The Panelist, accordingly, finds and
determines that Respondent has rights and a legitimate interest in the disputed
domain name because Complainant’s mark is generic.[4]
Having found and determined that
Complainant’s mark is generic, it must follow that Respondent did not register
nor is he using the disputed domain name in bad faith.[5]
Respondent has charged Complainant with attempting
to reverse hijack the disputed domain name.[6]
The Panelist declines to so find because
Complainant’s mark was federally registered and, thus, presumptively valid.
This, in the Panelist’s view, is
demonstrable evidence of Complainant’s good faith and justification.
DECISION
Having
failed to establish all three elements required under ICANN Policy, the Panel
concludes that relief sought by Complainant shall be DENIED.
JUDGE IRVING H. PERLUSS
(Retired), Panelist
Dated: August 4, 2003
[1] See Rollerblade, Inc. v. CBNO, D2000-0427 (WIPO Aug. 24, 2000) (finding that “genericness, if established, will defeat a claim of trademark rights, even in a mark which is the subject of an incontestable registration”).
[2]
See Dan Robbins & Associates, Inc. v. Questor Corp., 599 F.2d 1009, 202 U.S.P.Q. 100 (C.C.P.A.
1979); In re Northland Aluminum Products,
Inc., 777 F.2d 1556, 227 U.S.P.Q. 961 (Fed. Cir. 1985) (whether a term is a
generic name is a question of fact; evidence of public understanding of the
term may be obtained from “any competent source, such as consumer surveys,
dictionaries, newspapers and other publications”).

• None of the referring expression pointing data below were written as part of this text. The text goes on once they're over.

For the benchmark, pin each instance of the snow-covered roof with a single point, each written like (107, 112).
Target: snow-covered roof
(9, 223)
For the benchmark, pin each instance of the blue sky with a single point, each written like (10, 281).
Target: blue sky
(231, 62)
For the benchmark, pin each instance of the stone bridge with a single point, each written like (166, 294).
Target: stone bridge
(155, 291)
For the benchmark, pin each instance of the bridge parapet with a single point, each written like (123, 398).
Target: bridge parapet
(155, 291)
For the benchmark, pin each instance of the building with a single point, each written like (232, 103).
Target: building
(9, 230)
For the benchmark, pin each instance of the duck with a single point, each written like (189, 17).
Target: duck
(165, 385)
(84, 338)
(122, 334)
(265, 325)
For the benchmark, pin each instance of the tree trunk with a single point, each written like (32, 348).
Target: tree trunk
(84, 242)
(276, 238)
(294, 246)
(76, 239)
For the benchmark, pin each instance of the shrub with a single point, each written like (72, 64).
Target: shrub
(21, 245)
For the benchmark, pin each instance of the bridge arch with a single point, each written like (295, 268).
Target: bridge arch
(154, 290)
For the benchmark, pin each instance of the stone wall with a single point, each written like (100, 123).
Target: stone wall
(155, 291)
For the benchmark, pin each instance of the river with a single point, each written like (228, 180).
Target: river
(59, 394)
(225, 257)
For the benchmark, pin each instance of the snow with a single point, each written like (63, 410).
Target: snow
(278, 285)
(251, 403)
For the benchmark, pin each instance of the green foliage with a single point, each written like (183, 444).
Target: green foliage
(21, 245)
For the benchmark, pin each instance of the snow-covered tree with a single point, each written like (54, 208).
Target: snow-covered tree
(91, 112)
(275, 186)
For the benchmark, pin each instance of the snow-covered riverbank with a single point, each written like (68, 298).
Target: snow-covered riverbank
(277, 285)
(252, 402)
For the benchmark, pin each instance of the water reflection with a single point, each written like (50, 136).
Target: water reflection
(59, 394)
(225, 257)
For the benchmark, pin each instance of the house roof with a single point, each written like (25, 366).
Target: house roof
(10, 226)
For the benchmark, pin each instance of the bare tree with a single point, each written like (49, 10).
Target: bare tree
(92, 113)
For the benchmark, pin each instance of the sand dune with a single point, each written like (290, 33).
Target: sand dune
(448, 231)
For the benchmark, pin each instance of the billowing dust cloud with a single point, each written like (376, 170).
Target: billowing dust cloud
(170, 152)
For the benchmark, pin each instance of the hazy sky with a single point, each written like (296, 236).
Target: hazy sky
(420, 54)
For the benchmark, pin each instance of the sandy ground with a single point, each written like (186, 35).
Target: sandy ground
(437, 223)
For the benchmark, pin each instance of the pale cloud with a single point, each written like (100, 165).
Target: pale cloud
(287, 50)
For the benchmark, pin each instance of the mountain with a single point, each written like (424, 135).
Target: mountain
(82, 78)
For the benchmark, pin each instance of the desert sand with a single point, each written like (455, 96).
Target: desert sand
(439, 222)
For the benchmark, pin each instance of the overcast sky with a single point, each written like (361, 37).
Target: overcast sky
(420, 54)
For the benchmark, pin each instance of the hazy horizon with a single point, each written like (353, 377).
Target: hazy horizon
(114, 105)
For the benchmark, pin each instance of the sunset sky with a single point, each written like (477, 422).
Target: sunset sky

[3] See Filipino Yellow Pages, Inc. v. Asian Journal Publications, Inc.,
198 F.3d 1143, 53 U.S.P.Q.2d (9th Cir. 1999) (“In cases involving
properly registered marks, a presumption of validity places the burden of
proving genericness upon the defendant.”).
[4] See Tough Traveler, Ltd. v. Kelty Pack, Inc., D2000-0783 (WIPO Sept. 28, 2000) (finding that Respondent had a legitimate interest in the domain name <kidcarrier.com>, as a generic term for a class of products that Respondent sells).
[5] See Successful Money Mgmt. Seminars, Inc. v. Direct Mail Express, FA 96457 (Nat. Arb. Forum Mar. 7, 2001) (finding the domain name <seminarsuccess.com> to be generic and that Respondent registered and used the domain name in good faith “because Respondent selected the name in good faith for its web site, and was offering services under the domain name prior to initiation of the dispute:”); see also Lumena s-ka zo.o. v. Express Ventures LTD., FA 94375 (Nat. Arb. Forum May 11, 2000) (finding no bad faith where the domain name involves a generic term, and there is no direct evidence that Respondent registered the domain name with the intent of capitalizing on Complainant’s trademark interest); see also Canned Foods, Inc. v. Ult. Search, Inc., FA 96320 (Nat. Arb. Forum Feb. 13, 2001) (holding that where the domain name is a generic term, it is difficult to conclude that there was a deliberate attempt to confuse on behalf of Respondent, and stating that “[i]t is precisely because generic words are incapable of distinguishing one provider from another that trademark protection is denied them”).
[6] See Aspen Grove, Inc. v. Aspen Grove, D2001-0798 (WIPO Oct. 5, 2001) (finding that when Complainant knows it has no rights in the mark but brings a Complaint, Complainant has acted in bad faith and attempted reverse domain name hijacking).